Apple Joins US Commerce Department's AI Safety Institute Consortium

Apple and other top tech companies have joined a new U.S. consortium to support the safe and responsible development and deployment of generative AI, the Commerce Department announced on Thursday (via Bloomberg).

NIST AI consortium

Image credit: NIST

Apple, along with OpenAI, Microsoft, Meta, Google, and Amazon, will join more than 200 members of the AI Safety Institute Consortium (AISIC) under the department, Commerce Secretary Gina Raimondo said.

"The U.S. government has a significant role to play in setting the standards and developing the tools we need to mitigate the risks and harness the immense potential of artificial intelligence," Raimondo said in a statement.

The group will work with the department's National Institute of Standards and Technology on priority actions outlined in President Biden's AI executive order, "including developing guidelines for red-teaming, capability evaluations, risk management, safety and security, and watermarking synthetic content."

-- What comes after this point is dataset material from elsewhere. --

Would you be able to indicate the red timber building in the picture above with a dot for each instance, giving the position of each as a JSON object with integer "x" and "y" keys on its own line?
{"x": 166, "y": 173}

Other technology companies, as well as civil society groups, academics, and state and local government officials, will also be involved to establish safety standards regarding AI regulation.

Generative AI has spurred excitement due to its potential to enhance creativity, improve efficiency, and advance technology. However, fears surrounding generative AI include ethical concerns like deepfakes, the potential impact on jobs, issues around information reliability, and challenges in ensuring privacy and effective regulation.

Apple is said to be spending millions of dollars a day on AI research as training large language models requires a lot of hardware. Apple is on track to spend more than $4 billion on AI servers in 2024, according to one report.

Apple is said to be developing its own generative AI model called "Ajax". Designed to rival the likes of OpenAI's GPT-3 and GPT-4, Ajax operates on 200 billion parameters, suggesting a high level of complexity and capability in language understanding and generation. Internally known as "Apple GPT," Ajax aims to unify machine learning development across Apple, suggesting a broader strategy to integrate AI more deeply into Apple's ecosystem.

Aspects of the model could be incorporated into iOS 18, such as an enhanced version of Siri with ChatGPT-like generative AI functionality. Both The Information and analyst Jeff Pu claim that Apple will have some kind of generative AI feature available on the ‌iPhone‌ and iPad later this year.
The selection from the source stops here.